According to French investigative journalism site Disclose, which leaked the French military intelligence file indicating that French tanks and artillery were being used by the Saudi forces in Yemen, the new arms shipment includes eight truck-mounted Caesar howitzers.

A government source cited by AFP earlier this week, however, denied that the howitzers were part of the shipment.

Domestic as well as international criticism has been piling up on the French government accusing it of becoming implicit in alleged Saudi war crimes in Yemen, where the civil war has claimed about 10,000 lives, and has caused a famine affecting millions of others.

According to the UN, over 24 million people in Yemen have been affected by the civil war in which Saudi Arabia and Iran are massively involved with their respective allies, and over 3 million people have been displaced.

“The Saudi regime is one of the most brutal dictatorships in the world, and has inflicted a terrible humanitarian crisis on Yemen,” said Andrew Smith of the Campaign Against Arms Trade NGO.

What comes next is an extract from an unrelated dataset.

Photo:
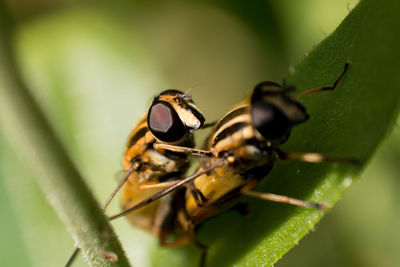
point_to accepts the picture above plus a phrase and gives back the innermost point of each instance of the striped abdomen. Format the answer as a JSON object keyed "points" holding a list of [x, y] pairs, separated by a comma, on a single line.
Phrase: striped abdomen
{"points": [[234, 135]]}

“The destruction would not have been possible without the complicity and support of arms-dealing governments,” he added.

France’s legislature saw further turmoil on the issue after on Tuesday, Genevieve Darrieussecq, secretary of state for the armed forces, said there was “no proof these weapons are being used against civilian populations”.

The statement caused all left-wing lawmakers to walk out of the sitting as a means of protest.

Both Saudi Arabia and its ally, the United Arab Emirates, are major arms procurement clients of France, the third largest arms exporter in the world after the USA and Russia.

“France has strategic interests in this part of the world,” French Defense Minister Parly said on Wednesday, arguing the fresh arms shipments were part of France’s “long-term partnerships with Saudi Arabia and the United Arab Emirates.”